No positivismo do mestre, o enunciado língua e fala tem sentido de precedência, haseado na observação de que o indivíduo vem sempre depois da língua. O preconceito de que a língua é social e a fala é individual, fechando-lhe a boa via, deu em colheita de enganos, quando apoiou conclusões nessa afirmação da precedência, uma generalidade que devia refinar e reduzir a seu termo. A verdade é que um indivíduo, portador de língua, preexiste a outro, futuro portador, mas a língua não pode preexistir ao indivíduo. A língua do pai já existia antes da língua do filho, mas essa não poderia existir antes deste. Se passou, como passa, do pai ao filho, só passou a ser língua do filho depois que este a criou no espírito,, vivencialmente, nutrindo-se de tudo que nutre, em cada um, o seu Sujeito.

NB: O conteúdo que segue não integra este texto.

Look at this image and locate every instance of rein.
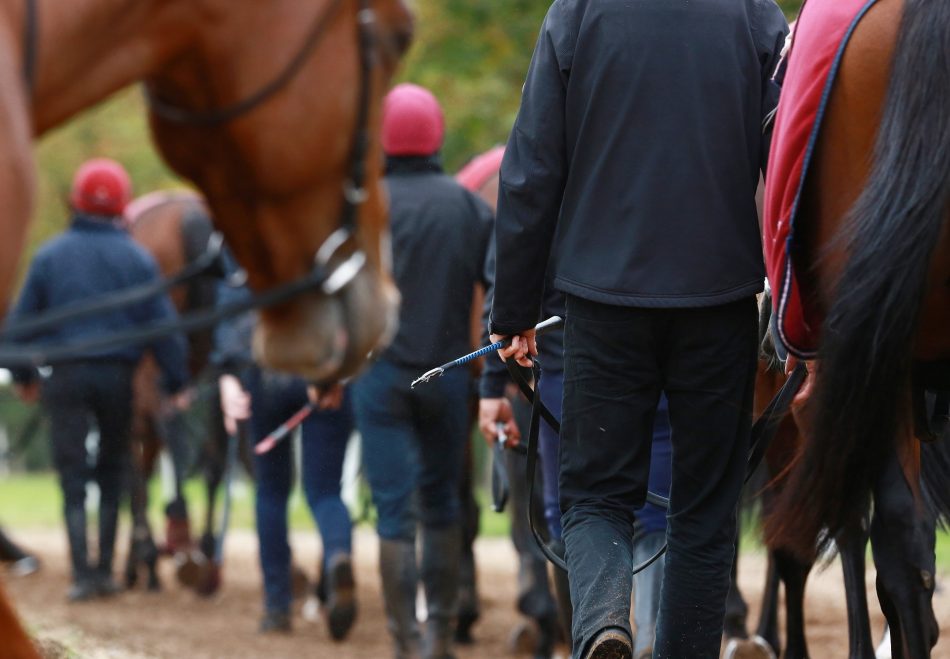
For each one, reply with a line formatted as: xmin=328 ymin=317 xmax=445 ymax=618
xmin=144 ymin=0 xmax=350 ymax=128
xmin=5 ymin=0 xmax=380 ymax=368
xmin=21 ymin=0 xmax=37 ymax=93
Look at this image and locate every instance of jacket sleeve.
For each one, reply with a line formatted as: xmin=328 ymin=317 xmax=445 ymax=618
xmin=490 ymin=7 xmax=569 ymax=336
xmin=137 ymin=257 xmax=189 ymax=394
xmin=756 ymin=0 xmax=791 ymax=176
xmin=6 ymin=255 xmax=48 ymax=384
xmin=478 ymin=237 xmax=511 ymax=399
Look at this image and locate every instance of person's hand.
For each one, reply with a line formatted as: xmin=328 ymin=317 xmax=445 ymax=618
xmin=219 ymin=374 xmax=251 ymax=435
xmin=307 ymin=383 xmax=345 ymax=411
xmin=491 ymin=329 xmax=537 ymax=368
xmin=169 ymin=388 xmax=195 ymax=412
xmin=479 ymin=397 xmax=521 ymax=447
xmin=14 ymin=382 xmax=39 ymax=404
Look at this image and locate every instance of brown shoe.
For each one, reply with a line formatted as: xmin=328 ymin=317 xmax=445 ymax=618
xmin=584 ymin=629 xmax=633 ymax=659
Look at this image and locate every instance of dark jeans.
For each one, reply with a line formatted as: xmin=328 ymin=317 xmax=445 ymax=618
xmin=43 ymin=361 xmax=135 ymax=578
xmin=559 ymin=295 xmax=757 ymax=659
xmin=246 ymin=370 xmax=354 ymax=615
xmin=353 ymin=359 xmax=469 ymax=541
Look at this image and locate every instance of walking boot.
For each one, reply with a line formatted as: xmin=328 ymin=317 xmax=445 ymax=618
xmin=259 ymin=610 xmax=292 ymax=633
xmin=95 ymin=499 xmax=121 ymax=597
xmin=379 ymin=539 xmax=421 ymax=658
xmin=584 ymin=628 xmax=633 ymax=659
xmin=322 ymin=552 xmax=358 ymax=641
xmin=64 ymin=507 xmax=95 ymax=602
xmin=420 ymin=527 xmax=461 ymax=659
xmin=550 ymin=539 xmax=574 ymax=647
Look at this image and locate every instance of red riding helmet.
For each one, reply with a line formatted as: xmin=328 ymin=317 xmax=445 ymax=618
xmin=69 ymin=158 xmax=133 ymax=217
xmin=382 ymin=83 xmax=446 ymax=157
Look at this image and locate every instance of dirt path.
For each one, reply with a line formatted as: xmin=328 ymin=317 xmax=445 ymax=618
xmin=4 ymin=527 xmax=950 ymax=658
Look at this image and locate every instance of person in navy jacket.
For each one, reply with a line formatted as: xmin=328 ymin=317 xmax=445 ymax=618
xmin=8 ymin=159 xmax=187 ymax=602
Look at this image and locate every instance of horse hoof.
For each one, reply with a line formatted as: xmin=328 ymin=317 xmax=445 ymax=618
xmin=175 ymin=550 xmax=206 ymax=588
xmin=195 ymin=565 xmax=221 ymax=597
xmin=723 ymin=636 xmax=777 ymax=659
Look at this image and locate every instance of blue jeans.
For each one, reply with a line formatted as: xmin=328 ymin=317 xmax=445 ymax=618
xmin=247 ymin=370 xmax=354 ymax=615
xmin=353 ymin=359 xmax=469 ymax=541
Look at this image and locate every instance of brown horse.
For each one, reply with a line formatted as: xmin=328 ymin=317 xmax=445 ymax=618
xmin=1 ymin=0 xmax=412 ymax=382
xmin=764 ymin=0 xmax=950 ymax=567
xmin=0 ymin=0 xmax=412 ymax=647
xmin=124 ymin=190 xmax=218 ymax=591
xmin=730 ymin=296 xmax=940 ymax=659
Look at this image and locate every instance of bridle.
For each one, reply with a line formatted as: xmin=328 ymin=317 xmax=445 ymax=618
xmin=7 ymin=0 xmax=381 ymax=367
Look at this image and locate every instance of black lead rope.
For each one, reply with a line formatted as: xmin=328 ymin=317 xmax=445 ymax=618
xmin=1 ymin=234 xmax=226 ymax=342
xmin=0 ymin=259 xmax=337 ymax=368
xmin=504 ymin=358 xmax=808 ymax=575
xmin=21 ymin=0 xmax=37 ymax=94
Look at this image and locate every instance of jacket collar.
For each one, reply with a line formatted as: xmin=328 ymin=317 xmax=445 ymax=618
xmin=385 ymin=155 xmax=443 ymax=176
xmin=70 ymin=213 xmax=126 ymax=233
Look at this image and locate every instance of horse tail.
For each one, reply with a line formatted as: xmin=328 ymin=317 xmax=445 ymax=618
xmin=766 ymin=0 xmax=950 ymax=557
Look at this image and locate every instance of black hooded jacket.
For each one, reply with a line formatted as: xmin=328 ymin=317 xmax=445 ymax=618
xmin=490 ymin=0 xmax=788 ymax=335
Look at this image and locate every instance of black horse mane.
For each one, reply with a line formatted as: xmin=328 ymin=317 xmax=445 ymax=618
xmin=768 ymin=0 xmax=950 ymax=557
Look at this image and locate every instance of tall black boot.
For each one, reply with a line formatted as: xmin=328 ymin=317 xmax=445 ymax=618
xmin=96 ymin=499 xmax=122 ymax=596
xmin=550 ymin=539 xmax=574 ymax=648
xmin=421 ymin=527 xmax=461 ymax=659
xmin=64 ymin=506 xmax=95 ymax=602
xmin=380 ymin=539 xmax=421 ymax=658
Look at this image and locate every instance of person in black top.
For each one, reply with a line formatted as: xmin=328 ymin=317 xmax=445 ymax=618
xmin=8 ymin=159 xmax=188 ymax=602
xmin=489 ymin=2 xmax=788 ymax=658
xmin=352 ymin=83 xmax=493 ymax=659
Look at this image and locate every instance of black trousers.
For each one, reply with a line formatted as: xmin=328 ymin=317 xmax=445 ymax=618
xmin=43 ymin=361 xmax=135 ymax=577
xmin=559 ymin=295 xmax=757 ymax=659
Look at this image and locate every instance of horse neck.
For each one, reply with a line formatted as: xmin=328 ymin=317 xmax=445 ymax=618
xmin=27 ymin=0 xmax=200 ymax=134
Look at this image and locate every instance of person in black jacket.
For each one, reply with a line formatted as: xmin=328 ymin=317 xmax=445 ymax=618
xmin=352 ymin=83 xmax=493 ymax=659
xmin=489 ymin=2 xmax=788 ymax=658
xmin=7 ymin=159 xmax=188 ymax=602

Além de não preexistir ao indivíduo, a língua vem sempre depois da fala. Saussure o disse. Mas, vendo o social na língua e o individual na fala, não viu que a língua é um patrimônio socialmente criado no indivíduo. Se houvesse reparado nisto, seu binômio seria expresso na ordem natural - a fala e a língua.

Na verdade, preexiste o homem, com sua capacidade. Preexiste Secundo, na geração menor, descendente de Primo, na maior. Filtrando falas deste, cria o outro a sua língua. A fala é de Primo e a língua é de Secundo.

Quem desmonta falas ajunta língua. Não a língua, essa vaga referência enganosa, mas a sua língua. Nas falas se mostra a língua e nelas a tem de ver o lingüista. A lingüística da língua pela língua é uma falaz inversão do século XIX, descobridor de externidade social, autogênese, autonomia, sibi-sistência, não num ser mas num procedimento ou recurso, internado na alma e no tempo do homem.


11.

A língua nasce da fala e a fala nasce como outra fala, vazada no molde veicular da expressão. O estímulo fabular é por frases. E não por palavras, como supõe o Curso, (p. 28), ao iniciar o desenho do circuito fabular, imaginando que um conceito dispara, no cérebro, a sua imagem acústica.

Uma frase não é feita de vocábulos associados, mas ao contrário: os vocábulos é que foram feitos de frases dissociadas. Conceitos como frase, palavra, sílaba, fonema, são concreções de exame tardio, no esforço de tomar consciência da língua. São frutos reflexivos de uma análise homínica, passo de nível aristotélico, largamente posterior à sedimentação fabular daquele exercício que cria frases e não elementos. Muito antes da consciência da língua está a língua, um todo complexo mostrado nas falas, quando sai da boca, na hora do dizer, o que nascera no espírito, à hora de ouvir. Quem fala emprega estruturas feitas e não estruturas faciendas. Refletindo em tais estruturas, tratadas por anatomia, a consciência da língua nos revela que o sintagma se compõe, de vocábulos e morfemas. Revela-nos, pois, que o vocábulo saiu da frase e não a frase do vocábulo.


12.

O homem antigo deve ter sido um animal cerrado sobre si, atento ao vital, escasso no vivencial, ativo no instintivo. Imerso na circunstância do Objeto, devia ser um Sujeito mal instalado e medroso. Ante os efeitos de um real ainda não construido na consciência, era uma caixa de repercussões inassimiladas, em cotidiano regime de "alteração", dentro de um hic-nunc-ismo estreitamente vizinho da irracionalidade.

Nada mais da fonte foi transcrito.